Chattanooga man's kidnapping conviction appeal headed to Tennessee Supreme Court

photo Jereme Little is seen in this file photo.

The Tennessee Supreme Court will hear an appeal from a Chattanooga man convicted of kidnapping his partner in a home invasion robbery and forcing the man to eat crack cocaine and dog feces.

Jereme Little has been in state prison since his 2008 conviction on especially aggravated kidnapping.

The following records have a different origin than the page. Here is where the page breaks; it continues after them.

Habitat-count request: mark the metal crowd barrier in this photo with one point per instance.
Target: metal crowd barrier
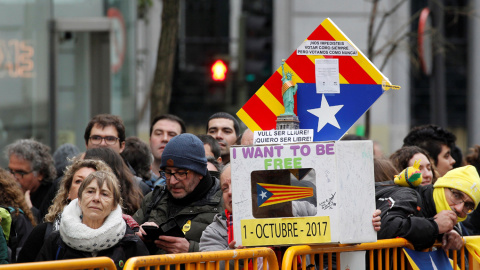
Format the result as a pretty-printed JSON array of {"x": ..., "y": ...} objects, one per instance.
[
  {"x": 383, "y": 254},
  {"x": 206, "y": 260},
  {"x": 87, "y": 263}
]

Criminal Court Judge Rebecca Stern sentenced him to 18 years due to his previous criminal history.

But Little could win a new trial if the higher court reverses Stern's decision due to errors in her jury instructions.

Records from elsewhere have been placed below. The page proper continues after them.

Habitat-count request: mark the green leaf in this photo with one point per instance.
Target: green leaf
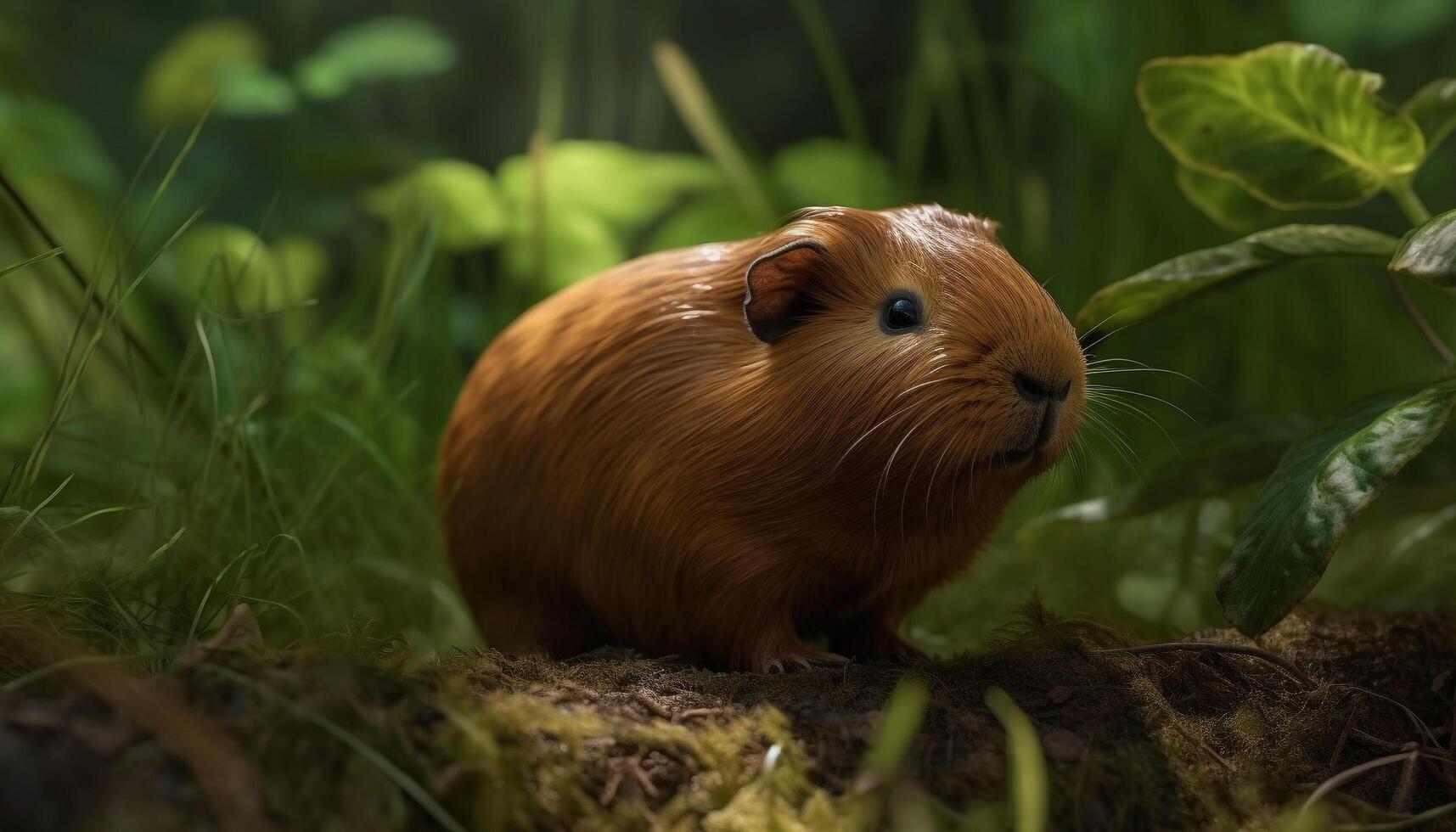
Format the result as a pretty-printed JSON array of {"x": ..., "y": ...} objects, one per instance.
[
  {"x": 460, "y": 195},
  {"x": 183, "y": 77},
  {"x": 833, "y": 172},
  {"x": 1216, "y": 462},
  {"x": 1433, "y": 108},
  {"x": 712, "y": 217},
  {"x": 576, "y": 245},
  {"x": 1138, "y": 297},
  {"x": 1226, "y": 203},
  {"x": 1429, "y": 252},
  {"x": 250, "y": 91},
  {"x": 393, "y": 47},
  {"x": 1290, "y": 123},
  {"x": 224, "y": 266},
  {"x": 625, "y": 187},
  {"x": 1318, "y": 490}
]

"I welcome the review of my decision," Stern said today. "It's difficult if you get reversed but you know, that's the way the system works."

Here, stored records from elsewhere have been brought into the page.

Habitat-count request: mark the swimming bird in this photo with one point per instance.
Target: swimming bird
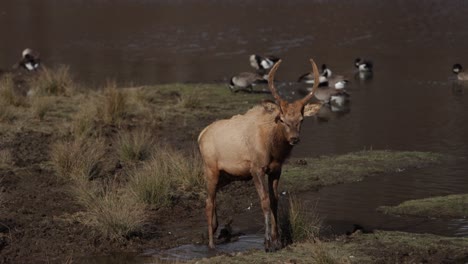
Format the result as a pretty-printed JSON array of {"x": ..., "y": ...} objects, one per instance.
[
  {"x": 30, "y": 60},
  {"x": 323, "y": 78},
  {"x": 363, "y": 65},
  {"x": 261, "y": 63},
  {"x": 461, "y": 76},
  {"x": 245, "y": 81},
  {"x": 331, "y": 95}
]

Little's attorney, Jeffrey Schaarschmidt, said he'd drafted a letter to his client to tell him the news, which Schaarschmidt learned this morning.

The defense attorney first argued that Little's acquittal on the original robbery charges should have been told to the jury and that prosecutors should not have been allowed to tell the jury about the robbery without telling them about the acquittal.

But Stern ruled that the jury did not need to be informed of her decision to grant the acquittal at the end of the trial but before the jury deliberations.

Schaarschmidt appealed the decision, which reached the Court of Criminal Appeals in 2010. That court said there were errors but the errors were harmless and would not have affected the verdict. One judge dissented, saying the total errors combined challenged Little's chance at a fair trial.

The case has had a lengthy history even before it entered the court.

Demetrius Grayson, Little's accomplice, testified in the trial that on a July 10, 1998 he helped Little rob Chris Rogers at the man's home.

But during the robbery, Grayson said that Little wanted to kill the victims. Grayson walked out of the crime and was promptly forced at gunpoint to a house on Davenport Street, where Little tied him up in a chair, beat him and forced him to eat crack cocaine and dog feces.

Little escaped and, seven years later, told Chattanooga police Detective Bill Phillips what happened.

Arguments are scheduled for September in the Little appeal.